His neighbour was asked to start doing chest compressions but as he prepared to do so an ambulance crew finally arrived.
He continued: “They took over. They used some equipment to check for a pulse and pronounced him dead within minutes.
“It was obviously very upsetting.”
The shocked pensioner remarked: “I knew there were problems with the ambulance service but I didn’t know it was as bad as that.
“I have been wondering what would have happened if the ambulance had turned up. They may have been able to save his life.
“It will take me a while to get over it.
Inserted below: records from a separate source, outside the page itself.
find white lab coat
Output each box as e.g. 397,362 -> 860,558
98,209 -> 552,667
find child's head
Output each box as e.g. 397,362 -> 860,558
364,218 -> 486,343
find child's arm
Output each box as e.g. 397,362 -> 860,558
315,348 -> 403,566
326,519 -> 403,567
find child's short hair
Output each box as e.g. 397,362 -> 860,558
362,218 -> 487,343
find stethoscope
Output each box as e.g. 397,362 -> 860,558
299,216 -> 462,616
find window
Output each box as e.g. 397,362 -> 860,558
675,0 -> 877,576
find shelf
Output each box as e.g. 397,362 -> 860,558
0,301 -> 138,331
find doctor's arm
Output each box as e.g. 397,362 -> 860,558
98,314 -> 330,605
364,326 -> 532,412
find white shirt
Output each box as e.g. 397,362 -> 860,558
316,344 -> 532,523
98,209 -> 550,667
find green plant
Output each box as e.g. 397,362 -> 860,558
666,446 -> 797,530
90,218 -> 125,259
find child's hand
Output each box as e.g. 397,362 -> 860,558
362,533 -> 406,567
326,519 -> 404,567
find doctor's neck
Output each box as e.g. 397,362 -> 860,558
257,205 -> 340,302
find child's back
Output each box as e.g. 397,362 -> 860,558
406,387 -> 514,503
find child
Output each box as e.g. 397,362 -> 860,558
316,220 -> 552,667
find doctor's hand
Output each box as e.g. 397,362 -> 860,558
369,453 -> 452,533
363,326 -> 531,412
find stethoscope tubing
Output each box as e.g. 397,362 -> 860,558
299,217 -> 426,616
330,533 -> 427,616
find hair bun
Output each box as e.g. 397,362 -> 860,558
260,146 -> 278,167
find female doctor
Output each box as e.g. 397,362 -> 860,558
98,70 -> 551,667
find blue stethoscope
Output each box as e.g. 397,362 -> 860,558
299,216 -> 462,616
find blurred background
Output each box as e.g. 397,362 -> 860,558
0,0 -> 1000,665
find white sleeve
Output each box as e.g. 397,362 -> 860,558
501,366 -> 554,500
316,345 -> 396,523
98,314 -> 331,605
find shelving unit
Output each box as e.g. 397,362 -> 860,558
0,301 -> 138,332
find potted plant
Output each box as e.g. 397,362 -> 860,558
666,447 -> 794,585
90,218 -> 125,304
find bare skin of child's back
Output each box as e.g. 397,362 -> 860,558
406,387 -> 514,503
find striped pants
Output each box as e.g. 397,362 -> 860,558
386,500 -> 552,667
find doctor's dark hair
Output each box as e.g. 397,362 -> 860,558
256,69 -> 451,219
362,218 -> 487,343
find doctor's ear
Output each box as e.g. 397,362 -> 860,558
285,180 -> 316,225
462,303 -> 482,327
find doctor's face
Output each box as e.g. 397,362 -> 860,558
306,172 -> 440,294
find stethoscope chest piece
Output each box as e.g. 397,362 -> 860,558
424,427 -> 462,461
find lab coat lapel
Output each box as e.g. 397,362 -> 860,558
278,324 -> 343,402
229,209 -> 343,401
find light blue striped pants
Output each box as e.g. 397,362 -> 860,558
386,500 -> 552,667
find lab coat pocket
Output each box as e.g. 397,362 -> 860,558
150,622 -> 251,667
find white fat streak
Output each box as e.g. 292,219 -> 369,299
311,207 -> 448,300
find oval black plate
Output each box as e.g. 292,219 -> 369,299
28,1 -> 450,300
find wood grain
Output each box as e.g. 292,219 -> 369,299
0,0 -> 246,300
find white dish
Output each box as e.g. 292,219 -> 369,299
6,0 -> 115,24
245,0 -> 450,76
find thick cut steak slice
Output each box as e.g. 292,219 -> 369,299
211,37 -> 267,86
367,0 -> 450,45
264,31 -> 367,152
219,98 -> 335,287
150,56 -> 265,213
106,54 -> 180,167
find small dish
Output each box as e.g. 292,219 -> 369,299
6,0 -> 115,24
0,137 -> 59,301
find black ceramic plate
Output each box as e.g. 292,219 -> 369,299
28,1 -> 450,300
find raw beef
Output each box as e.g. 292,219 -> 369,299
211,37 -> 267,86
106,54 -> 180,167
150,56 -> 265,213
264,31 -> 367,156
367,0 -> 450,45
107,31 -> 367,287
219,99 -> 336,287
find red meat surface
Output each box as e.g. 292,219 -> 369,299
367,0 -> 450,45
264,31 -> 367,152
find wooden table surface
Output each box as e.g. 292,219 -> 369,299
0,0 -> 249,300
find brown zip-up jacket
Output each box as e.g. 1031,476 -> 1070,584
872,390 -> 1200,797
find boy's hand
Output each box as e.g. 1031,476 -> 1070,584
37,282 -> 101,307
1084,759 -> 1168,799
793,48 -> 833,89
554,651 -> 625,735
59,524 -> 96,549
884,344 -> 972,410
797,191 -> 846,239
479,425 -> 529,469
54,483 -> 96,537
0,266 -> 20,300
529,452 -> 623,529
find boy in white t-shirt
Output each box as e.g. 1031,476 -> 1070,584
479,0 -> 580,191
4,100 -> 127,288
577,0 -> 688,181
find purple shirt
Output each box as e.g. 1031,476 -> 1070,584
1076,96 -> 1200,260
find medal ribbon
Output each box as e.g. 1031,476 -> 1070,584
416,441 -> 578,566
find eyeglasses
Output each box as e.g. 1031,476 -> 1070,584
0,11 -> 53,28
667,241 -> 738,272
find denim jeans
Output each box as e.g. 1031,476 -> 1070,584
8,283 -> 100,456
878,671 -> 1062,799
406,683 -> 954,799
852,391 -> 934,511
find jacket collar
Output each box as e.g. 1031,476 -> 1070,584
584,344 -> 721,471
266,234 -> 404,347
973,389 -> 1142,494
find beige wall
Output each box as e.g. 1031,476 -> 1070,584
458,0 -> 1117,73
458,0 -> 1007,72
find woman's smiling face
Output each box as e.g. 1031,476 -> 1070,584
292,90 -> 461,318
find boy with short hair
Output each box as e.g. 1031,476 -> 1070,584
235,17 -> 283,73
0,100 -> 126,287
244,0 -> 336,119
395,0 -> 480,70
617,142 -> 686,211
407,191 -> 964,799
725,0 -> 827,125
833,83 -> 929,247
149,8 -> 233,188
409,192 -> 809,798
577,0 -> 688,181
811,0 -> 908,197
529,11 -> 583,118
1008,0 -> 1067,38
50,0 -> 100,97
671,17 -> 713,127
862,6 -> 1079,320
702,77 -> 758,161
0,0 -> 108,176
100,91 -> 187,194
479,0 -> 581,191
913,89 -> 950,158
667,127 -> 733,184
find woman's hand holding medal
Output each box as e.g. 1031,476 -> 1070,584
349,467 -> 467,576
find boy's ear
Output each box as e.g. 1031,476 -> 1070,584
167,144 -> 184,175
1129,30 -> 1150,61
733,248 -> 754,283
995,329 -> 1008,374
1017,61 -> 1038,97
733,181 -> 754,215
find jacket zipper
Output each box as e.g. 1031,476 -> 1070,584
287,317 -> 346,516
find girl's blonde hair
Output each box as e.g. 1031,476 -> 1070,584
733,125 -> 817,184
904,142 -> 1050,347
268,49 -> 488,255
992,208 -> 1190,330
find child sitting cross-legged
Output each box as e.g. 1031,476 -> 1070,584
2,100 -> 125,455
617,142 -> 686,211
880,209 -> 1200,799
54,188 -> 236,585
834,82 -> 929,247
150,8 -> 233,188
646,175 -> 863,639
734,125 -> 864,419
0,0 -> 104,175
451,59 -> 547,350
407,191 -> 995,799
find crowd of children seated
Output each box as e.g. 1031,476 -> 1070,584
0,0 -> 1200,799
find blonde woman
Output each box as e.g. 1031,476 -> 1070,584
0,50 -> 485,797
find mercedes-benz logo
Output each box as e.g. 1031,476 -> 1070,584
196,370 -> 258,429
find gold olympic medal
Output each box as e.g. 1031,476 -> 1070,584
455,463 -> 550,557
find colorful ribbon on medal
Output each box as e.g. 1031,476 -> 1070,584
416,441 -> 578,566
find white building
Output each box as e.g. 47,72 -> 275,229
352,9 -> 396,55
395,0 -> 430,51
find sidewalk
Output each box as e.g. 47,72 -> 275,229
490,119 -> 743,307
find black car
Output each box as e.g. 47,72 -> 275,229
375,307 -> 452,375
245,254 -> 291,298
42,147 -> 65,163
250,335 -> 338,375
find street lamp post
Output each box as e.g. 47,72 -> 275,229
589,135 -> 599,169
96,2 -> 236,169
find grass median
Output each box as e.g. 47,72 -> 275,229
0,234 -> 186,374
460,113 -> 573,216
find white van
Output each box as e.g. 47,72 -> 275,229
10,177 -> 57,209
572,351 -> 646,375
I think about it every time I come upstairs.”
Scottish Secretary of trade union Unite, Pat Rafferty, said: “This is a truly heartbreaking story of a man who has lost his life in the most tragic and totally avoidable circumstances if, as we understand, there were crystal clear indicators that the patient should have been treated as an emergency priority.
“There must be an immediate investigation as to why this man was allowed to fall through the Scottish Ambulance Service triage system which codes 999 calls for emergency response.”
Labour’s health spokeswoman Jackie Baillie said Mr Brown’s treatment was “inhumane”.
She said: “This is an absolutely shocking and devastating story.
“The ambulance service and the A&E crisis continues unabated and the Scottish Government are posted missing while lives are actually being lost.”
And Baillie said she also felt sympathy for the man who “tried his best to help his neighbour”.
A spokesman from the Scottish Ambulance Service said: “We would like to extend our sincere apologies and condolences to Mr Brown’s family at this extremely distressing time.
“We are very sorry for their loss.
“An investigation into the circumstances relating to the delay in reaching Mr Brown has been launched and all findings and lessons learned will be shared with Mr Brown’s family as part of this process.”
A Scottish Government spokesperson sent the Government’s “sincere condolences to Mr Brown’s family, friends and neighbours”.
He added: “The ambulance service are rightly investigating all the details of this distressing incident and will share the findings and lessons with Mr Brown’s family.